A security flaw has been unearthed in Microsoft’s Azure App Service that resulted in the exposure of source code of customer applications written in Java, Node, PHP, Python, and Ruby for at least four years since September 2017.
The vulnerability, codenamed “NotLegit,” was reported to the tech giant by Wiz researchers on October 7, 2021, following which mitigations have been undertaken to fix the information disclosure bug in November. Microsoft said a “limited subset of customers” are at risk, adding “Customers who deployed code to App Service Linux via Local Git after files were already created in the application were the only impacted customers.”
The Azure App Service (aka Azure Web Apps) is a cloud computing-based platform for building and hosting web applications. It allows users to deploy source code and artifacts to the service using a local Git repository, or via repositories hosted on GitHub and Bitbucket.
The insecure default behavior occurs when the Local Git method is used to deploy to Azure App Service, resulting in a scenario where the Git repository is created within a publicly accessible directory (home/site/wwwroot).

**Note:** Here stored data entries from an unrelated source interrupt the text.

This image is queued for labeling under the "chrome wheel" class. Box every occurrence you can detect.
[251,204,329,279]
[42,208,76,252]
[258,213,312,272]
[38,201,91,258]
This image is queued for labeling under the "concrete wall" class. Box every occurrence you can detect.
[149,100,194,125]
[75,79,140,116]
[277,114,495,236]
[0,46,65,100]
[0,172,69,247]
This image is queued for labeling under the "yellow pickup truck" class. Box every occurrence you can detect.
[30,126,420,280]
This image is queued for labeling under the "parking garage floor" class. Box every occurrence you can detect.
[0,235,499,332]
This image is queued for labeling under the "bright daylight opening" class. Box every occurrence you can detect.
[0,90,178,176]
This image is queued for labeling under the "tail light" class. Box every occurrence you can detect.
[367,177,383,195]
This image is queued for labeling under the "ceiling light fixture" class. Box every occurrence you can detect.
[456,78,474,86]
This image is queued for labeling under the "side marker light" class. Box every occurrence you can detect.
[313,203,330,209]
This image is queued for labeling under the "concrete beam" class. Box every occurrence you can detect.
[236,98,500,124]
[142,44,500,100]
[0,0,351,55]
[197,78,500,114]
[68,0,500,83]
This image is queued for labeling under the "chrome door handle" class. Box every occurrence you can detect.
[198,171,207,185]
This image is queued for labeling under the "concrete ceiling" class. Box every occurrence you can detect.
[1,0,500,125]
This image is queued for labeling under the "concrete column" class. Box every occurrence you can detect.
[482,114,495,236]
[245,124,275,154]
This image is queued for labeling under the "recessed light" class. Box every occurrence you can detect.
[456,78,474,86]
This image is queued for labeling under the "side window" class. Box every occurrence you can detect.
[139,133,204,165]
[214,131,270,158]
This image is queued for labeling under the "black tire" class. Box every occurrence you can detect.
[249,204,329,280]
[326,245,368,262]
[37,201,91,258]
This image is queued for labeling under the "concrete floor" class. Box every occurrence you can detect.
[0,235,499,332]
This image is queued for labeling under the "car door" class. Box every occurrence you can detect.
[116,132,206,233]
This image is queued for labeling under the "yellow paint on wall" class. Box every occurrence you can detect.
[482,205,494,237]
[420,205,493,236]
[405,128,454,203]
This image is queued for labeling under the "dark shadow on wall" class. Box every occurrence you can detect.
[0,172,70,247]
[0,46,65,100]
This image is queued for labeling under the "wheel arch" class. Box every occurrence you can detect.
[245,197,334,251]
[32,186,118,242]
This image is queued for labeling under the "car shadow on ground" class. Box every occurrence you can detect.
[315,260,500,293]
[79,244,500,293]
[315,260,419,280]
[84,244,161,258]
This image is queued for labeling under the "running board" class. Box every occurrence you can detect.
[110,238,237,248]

While Microsoft does add a “web.config” file to the .git folder — which contains the state and history of the repository — to restrict public access, the configuration files are only used with C# or ASP.NET applications that rely on Microsoft’s own IIS web servers, leaving out apps coded in other programming languages like PHP, Ruby, Python, or Node that are deployed with different web servers like Apache, Nginx, and Flask.
“Basically, all a malicious actor had to do was to fetch the ‘/.git’ directory from the target application, and retrieve its source code,” Wiz researcher Shir Tamari said. “Malicious actors are continuously scanning the internet for exposed Git folders from which they can collect secrets and intellectual property. Besides the possibility that the source contains secrets like passwords and access tokens, leaked source code is often used for further sophisticated attacks.”
“Finding vulnerabilities in software is much easier when the source code is available,” Tamari added.